Let's go with Novalis first to the temple at Sais, a place in Egypt.

The fragment of the novel “The Apprentices at Sais” takes place there.

Why is?

In a place that seems removed from time, namely in a temple, apprentices and a teacher first gather.

At this location, discussions between the teacher and the apprentices are constantly held.

Later, travelers join the community for a short time.

The circles of discussion are sometimes widened or narrowed, dissolved again and come together again.

It is about questions of education, writing or nature and its knowledge.

The people don't have names and don't write.

They discuss and, interrupting their conversations about different views of nature, tell a fairy tale.

"The Apprentices at Sais" is a propaedeutic or metapedagogical text that deals with the methods of learning and their implementation.

In 1803, Schelling says in his "Lectures on the Method of Academic Studies" that the student is an "artist in learning".

The university teacher must focus his educational attention on something that Humboldt then calls "longing" in "On the Internal and External Organization of the Higher Scientific Institutions in Berlin" from 1810.

Awakening this “longing” for exceeding one's own individual limits of knowledge is the task of university teaching.

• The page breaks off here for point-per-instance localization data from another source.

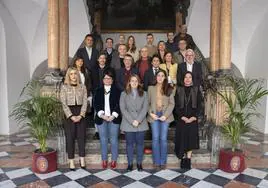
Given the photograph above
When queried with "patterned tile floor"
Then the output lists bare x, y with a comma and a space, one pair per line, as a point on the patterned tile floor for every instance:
15, 162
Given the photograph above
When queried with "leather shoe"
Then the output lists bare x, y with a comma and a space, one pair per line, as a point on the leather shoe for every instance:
83, 167
96, 136
104, 164
130, 167
113, 164
163, 167
139, 167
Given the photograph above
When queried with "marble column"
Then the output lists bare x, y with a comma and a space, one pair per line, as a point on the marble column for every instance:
53, 35
215, 36
225, 35
63, 35
178, 21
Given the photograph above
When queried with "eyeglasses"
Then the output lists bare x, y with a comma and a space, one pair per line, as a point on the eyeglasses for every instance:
107, 78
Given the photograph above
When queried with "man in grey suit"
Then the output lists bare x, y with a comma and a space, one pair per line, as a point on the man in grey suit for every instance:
134, 107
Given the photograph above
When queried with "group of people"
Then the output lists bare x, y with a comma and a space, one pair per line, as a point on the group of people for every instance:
130, 90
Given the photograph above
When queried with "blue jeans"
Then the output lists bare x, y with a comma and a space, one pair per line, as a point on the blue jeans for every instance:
159, 133
138, 139
108, 130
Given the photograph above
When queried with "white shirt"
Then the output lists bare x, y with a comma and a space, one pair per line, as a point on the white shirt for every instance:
107, 110
89, 52
189, 67
82, 77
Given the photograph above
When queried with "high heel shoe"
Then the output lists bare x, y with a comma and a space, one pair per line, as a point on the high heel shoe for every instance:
113, 164
72, 166
82, 161
130, 167
104, 164
139, 167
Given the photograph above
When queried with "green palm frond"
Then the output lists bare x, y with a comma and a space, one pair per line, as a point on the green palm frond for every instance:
41, 114
242, 102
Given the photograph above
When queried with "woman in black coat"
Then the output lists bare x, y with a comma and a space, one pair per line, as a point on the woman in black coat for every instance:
188, 102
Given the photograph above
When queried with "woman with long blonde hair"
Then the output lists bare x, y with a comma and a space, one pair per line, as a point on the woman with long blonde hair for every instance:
73, 96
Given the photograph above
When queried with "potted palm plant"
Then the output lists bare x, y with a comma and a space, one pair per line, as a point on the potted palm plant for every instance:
242, 97
41, 114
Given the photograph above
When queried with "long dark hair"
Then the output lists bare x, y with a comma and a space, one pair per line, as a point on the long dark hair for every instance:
133, 49
83, 68
166, 87
128, 87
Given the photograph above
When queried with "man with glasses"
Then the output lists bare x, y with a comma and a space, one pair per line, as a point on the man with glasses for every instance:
190, 65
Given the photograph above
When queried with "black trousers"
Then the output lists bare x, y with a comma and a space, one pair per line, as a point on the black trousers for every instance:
75, 131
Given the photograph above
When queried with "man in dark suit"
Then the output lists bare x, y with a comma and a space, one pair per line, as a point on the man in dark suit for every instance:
123, 74
88, 53
149, 76
118, 59
192, 66
109, 51
184, 35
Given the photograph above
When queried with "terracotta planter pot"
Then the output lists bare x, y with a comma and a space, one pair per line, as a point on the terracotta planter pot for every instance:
232, 162
147, 151
44, 162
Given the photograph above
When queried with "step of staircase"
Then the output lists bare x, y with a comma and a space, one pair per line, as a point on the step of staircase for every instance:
93, 149
200, 156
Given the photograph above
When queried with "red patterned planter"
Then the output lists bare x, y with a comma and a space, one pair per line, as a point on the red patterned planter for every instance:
232, 162
44, 162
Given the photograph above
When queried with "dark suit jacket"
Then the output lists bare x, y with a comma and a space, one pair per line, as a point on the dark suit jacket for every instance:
149, 78
89, 63
114, 103
115, 62
120, 77
109, 57
197, 74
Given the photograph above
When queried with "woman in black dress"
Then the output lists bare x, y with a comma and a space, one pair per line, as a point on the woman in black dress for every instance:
188, 101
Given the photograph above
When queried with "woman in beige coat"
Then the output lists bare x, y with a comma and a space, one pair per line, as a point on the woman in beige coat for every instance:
161, 104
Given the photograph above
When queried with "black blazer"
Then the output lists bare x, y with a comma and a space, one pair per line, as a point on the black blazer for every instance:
197, 74
120, 77
109, 57
89, 63
114, 103
149, 78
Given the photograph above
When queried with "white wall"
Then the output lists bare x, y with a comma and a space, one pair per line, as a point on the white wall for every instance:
16, 65
4, 123
246, 16
199, 24
25, 30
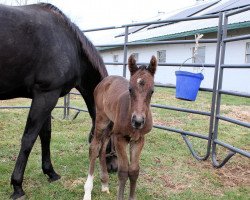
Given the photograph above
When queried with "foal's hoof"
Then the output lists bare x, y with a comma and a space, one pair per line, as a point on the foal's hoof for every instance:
54, 177
20, 195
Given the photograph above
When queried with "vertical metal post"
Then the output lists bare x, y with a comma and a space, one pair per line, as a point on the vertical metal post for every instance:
125, 54
215, 84
218, 95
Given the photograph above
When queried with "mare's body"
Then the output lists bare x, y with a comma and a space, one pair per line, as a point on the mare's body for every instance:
43, 55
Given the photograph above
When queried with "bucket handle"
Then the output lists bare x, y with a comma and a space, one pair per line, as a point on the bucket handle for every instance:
191, 58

The conversation as a way to knowledge

Let's now wander through a fantastic Middle Ages with Novalis' “Heinrich von Ofterdingen”.

In his novel fragment, Novalis presents a not particularly exciting story.

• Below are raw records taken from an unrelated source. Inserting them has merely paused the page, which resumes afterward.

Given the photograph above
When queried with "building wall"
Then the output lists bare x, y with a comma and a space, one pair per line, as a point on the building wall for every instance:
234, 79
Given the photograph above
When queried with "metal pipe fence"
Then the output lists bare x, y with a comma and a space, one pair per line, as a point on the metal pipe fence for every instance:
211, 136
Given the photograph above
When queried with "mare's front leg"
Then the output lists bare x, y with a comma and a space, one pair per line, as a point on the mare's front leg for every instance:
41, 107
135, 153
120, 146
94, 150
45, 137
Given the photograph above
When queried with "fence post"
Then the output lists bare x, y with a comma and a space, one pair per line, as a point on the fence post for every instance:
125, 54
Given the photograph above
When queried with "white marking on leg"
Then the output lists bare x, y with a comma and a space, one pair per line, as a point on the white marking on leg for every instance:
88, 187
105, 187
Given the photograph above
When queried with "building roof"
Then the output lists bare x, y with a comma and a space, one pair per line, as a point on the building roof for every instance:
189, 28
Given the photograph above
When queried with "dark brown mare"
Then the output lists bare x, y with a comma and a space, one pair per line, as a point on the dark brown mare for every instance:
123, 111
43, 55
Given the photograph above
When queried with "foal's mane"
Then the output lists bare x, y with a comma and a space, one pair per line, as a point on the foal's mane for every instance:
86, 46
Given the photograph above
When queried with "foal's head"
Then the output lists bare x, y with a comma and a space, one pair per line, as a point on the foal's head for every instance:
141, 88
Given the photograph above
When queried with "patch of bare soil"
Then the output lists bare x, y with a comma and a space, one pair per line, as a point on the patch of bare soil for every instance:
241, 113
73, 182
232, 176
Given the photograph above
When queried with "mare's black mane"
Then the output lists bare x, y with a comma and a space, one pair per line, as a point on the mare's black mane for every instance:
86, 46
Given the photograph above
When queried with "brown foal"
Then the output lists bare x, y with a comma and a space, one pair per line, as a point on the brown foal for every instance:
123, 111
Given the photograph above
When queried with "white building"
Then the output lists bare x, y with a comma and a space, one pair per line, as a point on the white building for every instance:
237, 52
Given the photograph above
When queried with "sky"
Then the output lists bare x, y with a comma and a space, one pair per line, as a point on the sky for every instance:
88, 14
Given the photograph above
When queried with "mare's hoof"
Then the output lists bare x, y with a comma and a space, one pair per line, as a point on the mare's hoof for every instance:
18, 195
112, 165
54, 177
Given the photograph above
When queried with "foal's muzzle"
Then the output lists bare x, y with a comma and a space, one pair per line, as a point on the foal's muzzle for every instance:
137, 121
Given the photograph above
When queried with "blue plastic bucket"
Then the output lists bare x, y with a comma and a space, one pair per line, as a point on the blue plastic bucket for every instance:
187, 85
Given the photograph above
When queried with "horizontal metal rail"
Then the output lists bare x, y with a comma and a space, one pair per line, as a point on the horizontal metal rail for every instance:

A craftsman's son travels with his mother from Eisenach to Augsburg.

That's the whole story.

The narrative of the travel story is occasionally interrupted and entertains the reader with fairy tales and music, lets him participate in conversations that take place in castles, rooms and village pubs.

Heinrich encounters merchants who tell fairy tales, poets who have beautiful daughters, crusaders and exotic-looking girls with an involuntary migration background, retired miners who glorify the exploitation of nature as a relationship with nature, scattered rulers who now live as hermits:

A diverse panorama opens up for the reader.

The way to knowledge is always talking to friends or strangers.